Separately, Morningstar points out that the Chinese telecom players have also not provided any specific AI solutions to their existing IaaS or PaaS products. However, the telcos remain among the market share leaders in both IaaS and PaaS. Morningstar believes the operators have some advantages in the AI space including strongly cash-generative core businesses enabling investment in new technologies, access to very large computing power infrastructure as well as existing telecom and cloud customer bases.
However, the analysts believe the Internet companies have access to more relevant data with which to train their LLMs. “The telcos will have to evolve as these products become more commoditised, which could be a struggle if they do not have an AI core competency,” they add.
Potential headwinds
The analysts, in an attempt to give a reality check, have flagged two large potential headwinds to China’s AI industry. First is the restriction of semiconductors that are required for training and inference costs. However, the analysts note that most of the training costs have already been incurred, given Alibaba and Baidu both started to build their models in 2019.
Morningstar expects the inference costs to be higher for Chinese companies compared to OpenAI, which has spent hundreds of millions of dollars to enable the processing power that ChatGPT needs. This is as the Chinese players can only access the Nvidia A800 GPU, which runs at 400 gigabytes per second instead of the A100 GPU, which runs at 600 gigabytes per second.

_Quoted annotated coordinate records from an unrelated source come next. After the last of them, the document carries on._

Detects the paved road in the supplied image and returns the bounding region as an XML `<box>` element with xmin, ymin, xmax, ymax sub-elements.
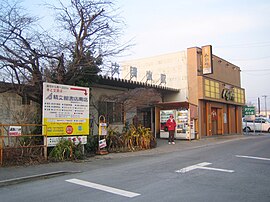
<box><xmin>0</xmin><ymin>135</ymin><xmax>270</xmax><ymax>202</ymax></box>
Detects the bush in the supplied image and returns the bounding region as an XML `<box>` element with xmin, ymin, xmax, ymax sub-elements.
<box><xmin>85</xmin><ymin>135</ymin><xmax>98</xmax><ymax>154</ymax></box>
<box><xmin>49</xmin><ymin>138</ymin><xmax>83</xmax><ymax>161</ymax></box>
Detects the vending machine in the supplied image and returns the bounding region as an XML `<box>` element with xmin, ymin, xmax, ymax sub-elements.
<box><xmin>160</xmin><ymin>109</ymin><xmax>195</xmax><ymax>140</ymax></box>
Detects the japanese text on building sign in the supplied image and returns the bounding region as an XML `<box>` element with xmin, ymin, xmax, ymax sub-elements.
<box><xmin>243</xmin><ymin>107</ymin><xmax>255</xmax><ymax>115</ymax></box>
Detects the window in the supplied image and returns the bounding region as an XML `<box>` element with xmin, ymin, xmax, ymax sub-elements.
<box><xmin>99</xmin><ymin>102</ymin><xmax>124</xmax><ymax>123</ymax></box>
<box><xmin>204</xmin><ymin>79</ymin><xmax>220</xmax><ymax>99</ymax></box>
<box><xmin>22</xmin><ymin>94</ymin><xmax>30</xmax><ymax>105</ymax></box>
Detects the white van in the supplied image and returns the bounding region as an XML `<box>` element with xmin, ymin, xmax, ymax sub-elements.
<box><xmin>242</xmin><ymin>117</ymin><xmax>270</xmax><ymax>133</ymax></box>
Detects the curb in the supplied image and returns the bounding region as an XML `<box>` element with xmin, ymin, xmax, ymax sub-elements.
<box><xmin>0</xmin><ymin>171</ymin><xmax>81</xmax><ymax>187</ymax></box>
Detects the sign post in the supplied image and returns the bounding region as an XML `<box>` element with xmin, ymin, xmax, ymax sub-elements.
<box><xmin>243</xmin><ymin>106</ymin><xmax>255</xmax><ymax>135</ymax></box>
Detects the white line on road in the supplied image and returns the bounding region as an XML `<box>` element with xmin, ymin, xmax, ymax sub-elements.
<box><xmin>235</xmin><ymin>155</ymin><xmax>270</xmax><ymax>161</ymax></box>
<box><xmin>66</xmin><ymin>179</ymin><xmax>140</xmax><ymax>198</ymax></box>
<box><xmin>175</xmin><ymin>162</ymin><xmax>212</xmax><ymax>173</ymax></box>
<box><xmin>175</xmin><ymin>162</ymin><xmax>234</xmax><ymax>173</ymax></box>
<box><xmin>198</xmin><ymin>166</ymin><xmax>234</xmax><ymax>173</ymax></box>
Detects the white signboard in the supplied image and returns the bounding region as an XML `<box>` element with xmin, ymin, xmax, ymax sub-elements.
<box><xmin>42</xmin><ymin>83</ymin><xmax>89</xmax><ymax>136</ymax></box>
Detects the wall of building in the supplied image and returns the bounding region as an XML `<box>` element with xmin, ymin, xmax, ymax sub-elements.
<box><xmin>0</xmin><ymin>92</ymin><xmax>39</xmax><ymax>124</ymax></box>
<box><xmin>121</xmin><ymin>51</ymin><xmax>188</xmax><ymax>102</ymax></box>
<box><xmin>187</xmin><ymin>47</ymin><xmax>245</xmax><ymax>136</ymax></box>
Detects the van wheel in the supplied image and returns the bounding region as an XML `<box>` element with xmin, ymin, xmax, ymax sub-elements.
<box><xmin>243</xmin><ymin>127</ymin><xmax>251</xmax><ymax>133</ymax></box>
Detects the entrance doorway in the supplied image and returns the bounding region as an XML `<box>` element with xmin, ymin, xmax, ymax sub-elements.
<box><xmin>211</xmin><ymin>107</ymin><xmax>223</xmax><ymax>135</ymax></box>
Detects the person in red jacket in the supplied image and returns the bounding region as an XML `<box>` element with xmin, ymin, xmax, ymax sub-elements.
<box><xmin>166</xmin><ymin>114</ymin><xmax>176</xmax><ymax>144</ymax></box>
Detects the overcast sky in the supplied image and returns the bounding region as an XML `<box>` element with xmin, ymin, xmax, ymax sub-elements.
<box><xmin>22</xmin><ymin>0</ymin><xmax>270</xmax><ymax>110</ymax></box>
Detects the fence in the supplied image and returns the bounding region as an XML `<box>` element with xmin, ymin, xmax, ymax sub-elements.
<box><xmin>0</xmin><ymin>124</ymin><xmax>47</xmax><ymax>166</ymax></box>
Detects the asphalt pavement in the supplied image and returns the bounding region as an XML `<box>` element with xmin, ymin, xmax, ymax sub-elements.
<box><xmin>0</xmin><ymin>135</ymin><xmax>258</xmax><ymax>187</ymax></box>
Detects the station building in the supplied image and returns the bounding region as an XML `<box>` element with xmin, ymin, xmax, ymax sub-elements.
<box><xmin>121</xmin><ymin>46</ymin><xmax>245</xmax><ymax>139</ymax></box>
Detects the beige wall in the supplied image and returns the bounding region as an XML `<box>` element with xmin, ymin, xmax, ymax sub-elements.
<box><xmin>121</xmin><ymin>51</ymin><xmax>188</xmax><ymax>102</ymax></box>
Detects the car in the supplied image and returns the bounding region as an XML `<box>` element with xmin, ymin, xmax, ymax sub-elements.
<box><xmin>242</xmin><ymin>117</ymin><xmax>270</xmax><ymax>133</ymax></box>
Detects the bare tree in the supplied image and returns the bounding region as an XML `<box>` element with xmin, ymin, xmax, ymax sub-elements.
<box><xmin>0</xmin><ymin>0</ymin><xmax>129</xmax><ymax>107</ymax></box>
<box><xmin>45</xmin><ymin>0</ymin><xmax>131</xmax><ymax>85</ymax></box>
<box><xmin>0</xmin><ymin>1</ymin><xmax>59</xmax><ymax>104</ymax></box>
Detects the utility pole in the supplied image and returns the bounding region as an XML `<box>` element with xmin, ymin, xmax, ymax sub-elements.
<box><xmin>262</xmin><ymin>95</ymin><xmax>267</xmax><ymax>117</ymax></box>
<box><xmin>258</xmin><ymin>97</ymin><xmax>261</xmax><ymax>116</ymax></box>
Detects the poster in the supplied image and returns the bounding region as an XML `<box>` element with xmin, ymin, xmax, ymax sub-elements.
<box><xmin>42</xmin><ymin>83</ymin><xmax>89</xmax><ymax>136</ymax></box>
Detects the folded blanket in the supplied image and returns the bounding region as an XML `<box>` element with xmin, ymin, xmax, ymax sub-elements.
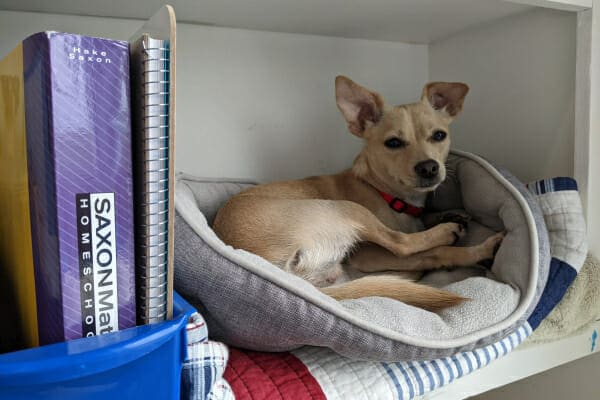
<box><xmin>524</xmin><ymin>255</ymin><xmax>600</xmax><ymax>346</ymax></box>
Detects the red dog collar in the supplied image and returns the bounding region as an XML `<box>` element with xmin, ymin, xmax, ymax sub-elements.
<box><xmin>378</xmin><ymin>190</ymin><xmax>425</xmax><ymax>217</ymax></box>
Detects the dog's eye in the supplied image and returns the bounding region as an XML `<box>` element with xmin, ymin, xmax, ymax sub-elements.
<box><xmin>431</xmin><ymin>131</ymin><xmax>448</xmax><ymax>142</ymax></box>
<box><xmin>431</xmin><ymin>131</ymin><xmax>448</xmax><ymax>142</ymax></box>
<box><xmin>383</xmin><ymin>138</ymin><xmax>407</xmax><ymax>149</ymax></box>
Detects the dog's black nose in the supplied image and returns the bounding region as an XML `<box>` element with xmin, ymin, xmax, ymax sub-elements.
<box><xmin>415</xmin><ymin>160</ymin><xmax>440</xmax><ymax>179</ymax></box>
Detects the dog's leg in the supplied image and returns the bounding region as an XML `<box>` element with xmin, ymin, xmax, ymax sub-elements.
<box><xmin>348</xmin><ymin>233</ymin><xmax>504</xmax><ymax>272</ymax></box>
<box><xmin>334</xmin><ymin>201</ymin><xmax>466</xmax><ymax>257</ymax></box>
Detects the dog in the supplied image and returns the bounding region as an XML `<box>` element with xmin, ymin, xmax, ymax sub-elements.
<box><xmin>213</xmin><ymin>76</ymin><xmax>504</xmax><ymax>311</ymax></box>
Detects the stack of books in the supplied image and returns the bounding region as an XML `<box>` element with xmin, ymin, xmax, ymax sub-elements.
<box><xmin>0</xmin><ymin>6</ymin><xmax>175</xmax><ymax>348</ymax></box>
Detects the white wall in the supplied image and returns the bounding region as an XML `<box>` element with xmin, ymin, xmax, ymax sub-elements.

“We do not believe there are currently domestic solutions to this problem as Baidu indicated that it would likely order A800 and H800 chips from Nvidia rather than use its own inhouse Kunlun AI chips,” the analysts add.

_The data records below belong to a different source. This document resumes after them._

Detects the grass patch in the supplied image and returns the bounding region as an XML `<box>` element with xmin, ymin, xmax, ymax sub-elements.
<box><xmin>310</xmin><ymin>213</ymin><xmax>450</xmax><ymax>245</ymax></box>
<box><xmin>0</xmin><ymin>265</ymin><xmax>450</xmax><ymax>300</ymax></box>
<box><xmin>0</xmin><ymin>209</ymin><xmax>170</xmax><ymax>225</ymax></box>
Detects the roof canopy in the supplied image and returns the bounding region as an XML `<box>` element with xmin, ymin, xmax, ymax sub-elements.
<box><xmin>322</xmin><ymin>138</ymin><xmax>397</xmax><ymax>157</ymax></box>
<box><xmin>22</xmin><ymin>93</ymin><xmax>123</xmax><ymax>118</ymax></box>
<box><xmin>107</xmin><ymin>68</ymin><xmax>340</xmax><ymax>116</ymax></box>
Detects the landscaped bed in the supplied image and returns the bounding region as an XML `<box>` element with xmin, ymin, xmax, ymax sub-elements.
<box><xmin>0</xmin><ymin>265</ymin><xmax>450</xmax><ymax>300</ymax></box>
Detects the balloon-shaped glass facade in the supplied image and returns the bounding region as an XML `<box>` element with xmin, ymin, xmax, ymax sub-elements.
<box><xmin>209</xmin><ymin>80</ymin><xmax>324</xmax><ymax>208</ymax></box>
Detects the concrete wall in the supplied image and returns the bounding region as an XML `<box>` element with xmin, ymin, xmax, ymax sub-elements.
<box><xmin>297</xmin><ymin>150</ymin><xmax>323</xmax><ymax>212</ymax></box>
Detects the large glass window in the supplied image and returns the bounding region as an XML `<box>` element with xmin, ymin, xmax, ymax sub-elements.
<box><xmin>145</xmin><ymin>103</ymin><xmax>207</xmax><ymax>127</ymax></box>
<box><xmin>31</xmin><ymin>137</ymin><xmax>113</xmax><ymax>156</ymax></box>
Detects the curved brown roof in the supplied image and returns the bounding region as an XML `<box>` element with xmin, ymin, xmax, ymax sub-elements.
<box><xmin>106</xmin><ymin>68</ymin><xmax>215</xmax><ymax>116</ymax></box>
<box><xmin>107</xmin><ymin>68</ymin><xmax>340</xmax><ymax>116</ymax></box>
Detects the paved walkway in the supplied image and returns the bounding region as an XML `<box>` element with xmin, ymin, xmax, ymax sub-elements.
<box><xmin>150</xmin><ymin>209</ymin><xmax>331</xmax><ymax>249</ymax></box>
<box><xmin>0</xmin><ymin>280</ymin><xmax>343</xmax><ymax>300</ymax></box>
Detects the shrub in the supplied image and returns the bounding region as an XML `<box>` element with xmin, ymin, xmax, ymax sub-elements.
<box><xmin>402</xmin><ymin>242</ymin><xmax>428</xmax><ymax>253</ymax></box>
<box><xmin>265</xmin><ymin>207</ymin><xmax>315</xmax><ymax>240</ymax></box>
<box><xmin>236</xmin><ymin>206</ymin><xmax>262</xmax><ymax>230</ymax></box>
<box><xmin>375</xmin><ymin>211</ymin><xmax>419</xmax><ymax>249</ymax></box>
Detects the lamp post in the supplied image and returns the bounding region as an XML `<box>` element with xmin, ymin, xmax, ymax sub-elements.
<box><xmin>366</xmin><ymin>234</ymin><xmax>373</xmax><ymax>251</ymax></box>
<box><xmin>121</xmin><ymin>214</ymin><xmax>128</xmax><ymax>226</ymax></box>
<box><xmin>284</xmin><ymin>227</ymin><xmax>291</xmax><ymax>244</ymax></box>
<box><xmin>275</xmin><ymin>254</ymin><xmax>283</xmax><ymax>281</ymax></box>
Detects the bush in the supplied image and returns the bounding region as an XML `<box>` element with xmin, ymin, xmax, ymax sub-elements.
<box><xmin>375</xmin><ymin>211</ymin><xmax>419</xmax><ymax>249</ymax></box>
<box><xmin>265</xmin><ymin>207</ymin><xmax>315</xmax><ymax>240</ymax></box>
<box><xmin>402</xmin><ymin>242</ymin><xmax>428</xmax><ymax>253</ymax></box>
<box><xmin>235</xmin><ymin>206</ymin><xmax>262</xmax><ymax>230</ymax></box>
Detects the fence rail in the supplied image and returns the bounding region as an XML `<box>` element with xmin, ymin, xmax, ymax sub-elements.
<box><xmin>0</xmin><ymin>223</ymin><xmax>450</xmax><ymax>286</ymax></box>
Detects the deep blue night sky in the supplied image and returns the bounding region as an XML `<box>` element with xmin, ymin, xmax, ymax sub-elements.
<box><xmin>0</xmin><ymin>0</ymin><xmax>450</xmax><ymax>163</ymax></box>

Exacerbating the restrictions are the reports that the US is considering banning the sale of A800 chips to China. Morningstar thinks that this could greatly hamper the development of foundational AI, forcing companies to rely on domestic chips, which will take time to be produced on a mass scale.
The second potential headwind for China’s foundational AI models is how they will deal with censorship and sensitive topics. The analysts believe that it will be difficult for foundational AI models to filter out unwanted answers, as one of the risks of foundational AI is “hallucination”, or the generation of plausible answers that are false in nature.
Given the challenge of preventing hallucination in AI models, the AI industry is expected to be heavily regulated in China. As a result, the analysts are unsure whether eventual regulation will affect the performance of AI models, or whether the additional filters mean that there will be greater inference costs to run the models.
“Our contacts indicate that there may be some pressure to maintain a Chinese ideology for the foundational AI products. This should not be surprising given regulatory policies in the country regarding media and other information-type services and products. Currently, all the models are still undergoing mass-testing for filtered content as there is no public widespread use yet,” they conclude.